A apraxia de fala na infância é um distúrbio motor que afeta gravemente a habilidade das crianças de programar e produzir a sequência dos sons da fala. Sabemos que as crianças com apraxia têm consciência da sua dificuldade, pois compreendem muito bem a linguagem, sabem o querem dizer, mas não conseguem articular as sílabas e palavras de forma clara para que as outras pessoas possam entendê-las.

Qual a relação da apraxia com atraso na fala?

Quando a criança nasce, os movimentos de lábios, língua e mandíbula ainda não estão plenamente estabelecidos. É durante o desenvolvimento infantil que estes movimentos vão tornando-se mais refinados, precisos e coordenados para produzir a fala com eficiência. Em casos de apraxia, este refinamento não ocorre e, portanto, compromete a produção dos sons, sílabas e o encadeamento delas em palavras e frases. Com isso, a criança não atinge os marcos do desenvolvimento de linguagem esperados para cada faixa etária.

É um problema comum?

Estima-se que de uma a duas crianças a cada mil podem apresentar apraxia de fala na infância. Não é um distúrbio comum, nem todas as crianças com alterações de linguagem ou fala têm apraxia. No entanto, o diagnóstico de apraxia não é muito reconhecido no Brasil e, por este motivo, há muitas crianças com apraxia que não recebem o diagnóstico, nem o tratamento adequado para que consigam se comunicar oralmente.

Qual é a causa da apraxia?

Para que ocorra o ato de fala, as pessoas necessitam de processos cerebrais complexos para controlar o movimento dos músculos da face, lábios, língua e laringe. Estes processos envolvem mecanismos cerebrais específicos que precisam estar integrados para que seja possível planejar e executar a fala. Quando existem falhas na integração destes processos, ocorrem distúrbios motores que se caracterizam pela dificuldade de programar e planejar os movimentos articulatórios necessários para a produção correta da fala. A apraxia pode estar associada a desordens neurodesenvolvimentais complexas de etiologia conhecida ou não, ou com um distúrbio neurogênico idiopático (sem causa definida).

Como os pais podem lidar com isso?

A primeira etapa é que os pais compreendam e acolham a dificuldade da criança, entendam que não se trata de preguiça ou falta de dedicação para falar. É muito importante que a criança sinta-se aceita.

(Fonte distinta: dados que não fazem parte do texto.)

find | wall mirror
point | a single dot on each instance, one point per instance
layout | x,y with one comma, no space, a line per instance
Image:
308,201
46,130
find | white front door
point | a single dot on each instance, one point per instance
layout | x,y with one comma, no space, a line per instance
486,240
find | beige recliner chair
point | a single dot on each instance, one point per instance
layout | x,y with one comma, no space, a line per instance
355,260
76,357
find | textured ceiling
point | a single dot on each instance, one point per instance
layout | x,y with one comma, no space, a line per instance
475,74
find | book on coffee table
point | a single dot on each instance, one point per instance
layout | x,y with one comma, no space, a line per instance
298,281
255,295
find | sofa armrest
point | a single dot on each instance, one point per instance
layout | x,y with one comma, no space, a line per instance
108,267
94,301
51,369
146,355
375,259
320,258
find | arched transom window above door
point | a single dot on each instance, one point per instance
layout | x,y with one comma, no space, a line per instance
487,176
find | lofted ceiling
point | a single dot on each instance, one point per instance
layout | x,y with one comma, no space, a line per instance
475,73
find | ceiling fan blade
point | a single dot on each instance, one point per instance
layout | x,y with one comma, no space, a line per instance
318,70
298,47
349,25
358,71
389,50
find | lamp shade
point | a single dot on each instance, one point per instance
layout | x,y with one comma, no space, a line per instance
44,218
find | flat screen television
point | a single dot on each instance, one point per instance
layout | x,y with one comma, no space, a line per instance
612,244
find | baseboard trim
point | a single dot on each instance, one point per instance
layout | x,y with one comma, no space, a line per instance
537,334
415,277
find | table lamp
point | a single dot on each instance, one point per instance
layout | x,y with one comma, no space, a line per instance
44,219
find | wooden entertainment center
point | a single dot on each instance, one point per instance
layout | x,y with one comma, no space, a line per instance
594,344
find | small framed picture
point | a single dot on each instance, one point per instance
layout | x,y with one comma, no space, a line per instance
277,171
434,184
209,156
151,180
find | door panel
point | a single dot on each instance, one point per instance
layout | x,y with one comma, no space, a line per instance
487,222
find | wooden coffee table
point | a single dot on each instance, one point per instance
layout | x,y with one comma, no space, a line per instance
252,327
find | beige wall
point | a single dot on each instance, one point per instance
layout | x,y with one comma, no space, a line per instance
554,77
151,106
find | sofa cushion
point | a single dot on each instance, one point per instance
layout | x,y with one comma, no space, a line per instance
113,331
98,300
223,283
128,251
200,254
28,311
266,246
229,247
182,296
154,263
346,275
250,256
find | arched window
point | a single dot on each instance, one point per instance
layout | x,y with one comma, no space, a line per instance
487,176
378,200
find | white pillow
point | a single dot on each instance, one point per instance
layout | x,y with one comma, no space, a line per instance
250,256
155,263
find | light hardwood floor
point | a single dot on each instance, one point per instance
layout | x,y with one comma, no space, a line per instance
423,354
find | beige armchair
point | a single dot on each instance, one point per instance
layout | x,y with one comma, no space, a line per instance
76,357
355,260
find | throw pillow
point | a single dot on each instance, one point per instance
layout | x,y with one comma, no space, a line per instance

A segunda etapa é procurar ajuda, o fonoaudiólogo é o profissional mais indicado para avaliar a fala e a linguagem de crianças. Caso necessário, ele poderá sugerir outros profissionais para atendimentos multidisciplinares. Os pais podem auxiliar a criança chamando atenção para os movimentos da boca, colocando brinquedos e objetos próximos da face, falando devagar e precisamente.

Sinais de apraxia

Fala limitada e não inteligível (não é claro);

Pobre repertório de vogais e consoantes;

Podem parecer se esforçar ou procurar a melhor forma para produzir uma sílaba ou palavra;

Produz sons em alguns contextos e em outros não (exemplo: fala “cocó”, mas não fala “ copo”)

Compreendem tudo, mas não conseguem falar e serem compreendidos;

Quanto maior a palavra, mais difícil de a criança falar sem erros;

Fala as palavras de formas diferentes todas as vezes que vai tentar pronunciá-las.

Fonte: Abrapraxia

No que prestar atenção em cada fase

Para possibilitar o diagnóstico precoce das alterações de fala e linguagem, é importante observar alguns marcos do desenvolvimento da criança que são esperados por idade e podem indicar atraso.

1 ano: a criança deve estar falando as primeiras palavrinhas com significado como “papá” e “mamá”.

2 anos: a criança deve estar combinando palavras para formar pequenas frases como “dá mamá”, “vem auau”; deve tentar imitar a fala do adulto e olhar nos seus olhos enquanto escuta uma mensagem.

3 anos: espera-se que mesmo com alguns erros na produção de fala a criança já seja capaz de se comunicar com adultos que não pertencem ao seu círculo familiar e são capazes de compreendê-la; devem demonstrar intenção de se comunicar com outras pessoas; já compreendem e se interessam por brincadeiras.

4 anos: a criança já deve ter um vocabulário rico, falar frases corretas e apresentar poucos erros na produção de fala. A criança já consegue contar histórias, narrar fatos ser plenamente compreendida por qualquer pessoa.

5 anos: a fala da criança já deve estar completamente organizada. Não devem mais aparecer erros de produção de fala.